The Ounce Illinois policy team pursues policy changes that promote and support healthy child development, which includes physical and oral health, healthy social and emotional development, auditory and visual development and the nutritional and wellness needs of young children and pregnant women. Broadly speaking, the Illinois policy team works to promote and implement systems and legislative changes that improve access to preventative services and health care, and address social determinants of health disparities in order to achieve greater health equity.
The Ounce national policy team builds on the experiences and lessons of the Illinois policy and advocacy work, and partners closely with state leaders across the country to help them integrate health across early childhood systems and strengthen connections between the early childhood and health systems. And the First Five Years Fund mobilizes nationwide support for early education programs, citing the research evidence on early education’s beneficial effects on health as well as economic well-being and academic achievement.
Educare is a comprehensive early education program for children 6 weeks to 5 years old and their families living in poverty. Since 2003, the Ounce has partnered with the Buffett Early Childhood Fund, as well as other philanthropies, to replicate the Educare model across the country. Each Educare school collaborates with healthcare providers to promote children’s healthy development and school readiness. Four Educare schools include on-site or neighboring health clinics, and two Educare schools are linked to elementary schools with school-based health clinics.
With our community-based partners, the Ounce offers home visiting to nearly 1,900 families throughout Illinois and a unique doula program to about 700 expectant mothers per year. These home visitors help promote healthy child development and ensure families are connected to medical, dental and mental health services. They also support parents to model healthy behaviors for their children, such as hygiene, healthy eating and physical activity.

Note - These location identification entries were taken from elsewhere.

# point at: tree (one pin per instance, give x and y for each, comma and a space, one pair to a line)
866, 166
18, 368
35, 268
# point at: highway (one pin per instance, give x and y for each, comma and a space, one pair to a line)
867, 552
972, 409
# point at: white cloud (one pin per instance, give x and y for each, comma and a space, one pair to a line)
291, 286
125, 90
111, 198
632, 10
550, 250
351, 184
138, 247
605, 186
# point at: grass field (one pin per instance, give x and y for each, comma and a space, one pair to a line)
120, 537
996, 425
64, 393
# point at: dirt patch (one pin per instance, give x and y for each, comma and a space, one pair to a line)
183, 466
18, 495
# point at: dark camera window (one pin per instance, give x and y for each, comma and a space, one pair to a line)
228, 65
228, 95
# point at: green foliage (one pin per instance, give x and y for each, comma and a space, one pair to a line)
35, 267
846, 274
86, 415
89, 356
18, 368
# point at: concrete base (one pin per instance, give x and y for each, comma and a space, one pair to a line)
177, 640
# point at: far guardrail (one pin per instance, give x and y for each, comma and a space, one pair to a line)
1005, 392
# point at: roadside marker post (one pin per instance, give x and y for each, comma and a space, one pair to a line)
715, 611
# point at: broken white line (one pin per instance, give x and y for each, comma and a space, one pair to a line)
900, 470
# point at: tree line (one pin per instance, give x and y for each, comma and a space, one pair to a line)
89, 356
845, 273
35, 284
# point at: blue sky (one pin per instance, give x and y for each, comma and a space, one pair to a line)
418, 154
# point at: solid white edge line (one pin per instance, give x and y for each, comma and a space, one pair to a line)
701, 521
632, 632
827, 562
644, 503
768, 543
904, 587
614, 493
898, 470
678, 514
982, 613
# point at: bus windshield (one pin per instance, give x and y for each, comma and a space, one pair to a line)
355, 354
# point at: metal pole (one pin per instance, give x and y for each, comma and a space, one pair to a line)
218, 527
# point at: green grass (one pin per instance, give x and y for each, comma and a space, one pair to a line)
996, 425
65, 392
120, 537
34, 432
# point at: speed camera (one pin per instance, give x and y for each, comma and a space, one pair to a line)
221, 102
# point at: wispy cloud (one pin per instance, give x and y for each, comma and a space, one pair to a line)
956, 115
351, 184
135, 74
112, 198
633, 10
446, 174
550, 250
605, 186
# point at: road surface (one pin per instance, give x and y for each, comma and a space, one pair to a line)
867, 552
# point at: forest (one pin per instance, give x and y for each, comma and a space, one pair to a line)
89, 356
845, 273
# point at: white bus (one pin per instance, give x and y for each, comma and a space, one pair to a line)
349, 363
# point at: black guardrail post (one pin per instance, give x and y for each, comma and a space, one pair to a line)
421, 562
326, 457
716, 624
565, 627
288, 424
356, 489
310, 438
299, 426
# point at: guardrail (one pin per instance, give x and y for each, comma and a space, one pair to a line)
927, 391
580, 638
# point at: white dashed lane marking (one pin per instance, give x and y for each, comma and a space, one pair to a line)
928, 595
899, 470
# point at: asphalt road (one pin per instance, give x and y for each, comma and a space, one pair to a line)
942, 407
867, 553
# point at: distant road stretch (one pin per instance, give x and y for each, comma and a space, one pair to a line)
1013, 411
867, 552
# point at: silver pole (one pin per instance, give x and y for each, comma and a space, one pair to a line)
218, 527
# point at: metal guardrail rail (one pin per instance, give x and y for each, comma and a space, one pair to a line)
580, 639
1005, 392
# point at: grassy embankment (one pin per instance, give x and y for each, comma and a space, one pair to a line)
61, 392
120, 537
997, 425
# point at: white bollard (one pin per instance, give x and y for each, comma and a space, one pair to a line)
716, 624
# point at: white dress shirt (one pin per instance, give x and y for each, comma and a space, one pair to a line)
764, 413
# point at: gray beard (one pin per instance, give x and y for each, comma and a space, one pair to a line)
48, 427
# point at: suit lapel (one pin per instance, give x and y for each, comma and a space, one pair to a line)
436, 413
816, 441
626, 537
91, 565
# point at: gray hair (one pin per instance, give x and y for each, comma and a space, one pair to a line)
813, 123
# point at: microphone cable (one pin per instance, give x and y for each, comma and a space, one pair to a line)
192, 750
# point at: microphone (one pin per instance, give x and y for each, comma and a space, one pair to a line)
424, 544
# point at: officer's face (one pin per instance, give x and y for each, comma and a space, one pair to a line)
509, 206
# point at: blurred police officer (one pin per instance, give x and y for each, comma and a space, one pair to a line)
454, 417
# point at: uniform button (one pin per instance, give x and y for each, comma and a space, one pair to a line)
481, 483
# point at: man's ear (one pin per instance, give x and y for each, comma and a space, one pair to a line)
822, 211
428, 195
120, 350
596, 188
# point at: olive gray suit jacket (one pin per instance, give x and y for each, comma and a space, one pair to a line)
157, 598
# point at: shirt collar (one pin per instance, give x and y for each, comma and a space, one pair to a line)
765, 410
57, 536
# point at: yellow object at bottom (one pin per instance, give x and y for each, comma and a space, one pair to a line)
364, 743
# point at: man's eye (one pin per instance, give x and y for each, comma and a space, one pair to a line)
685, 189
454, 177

Because research demonstrates the powerful potential of early education programs to promote children’s health, the Ounce research team urges the early education field to assess health outcomes. The Educare Learning Network research & evaluation committee, in its recent National Research Agenda for Early Education, echoes this imperative. Here are some examples of ways that these research values are being put into practice: the ongoing Educare Randomized Controlled Trial and the Doula Home Visiting Randomized Controlled Trial measure myriad health outcomes; and two studies of Educare by embedded local evaluation partners have explored the relationship of adverse childhood experiences to various childhood outcomes, with a focus on social-emotional and behavioral health.
The Ounce Institute is the recognized training provider for all home visitors in Healthy Families, Parents Too Soon and Parents as Teachers programs in Illinois. Findings from the Adverse Childhood Experiences Study on the powerful impacts of traumatic early experiences on young children’s lifelong health have been integrated into home visitor trainings. What’s more, the Ounce Institute has held training events exclusively focused on trauma, and in Chicago, a pilot project in home visiting programs managed by Ounce staff has a special focus on trauma-informed work. As a result, trauma-informed best practices have been incorporated into home visiting programs across the state. And now, after nearly 30 years of training home visitors in-person, the Ounce is about to launch professional development courses online to bring evidence-based practices such as these to home visitors and supervisors across the country.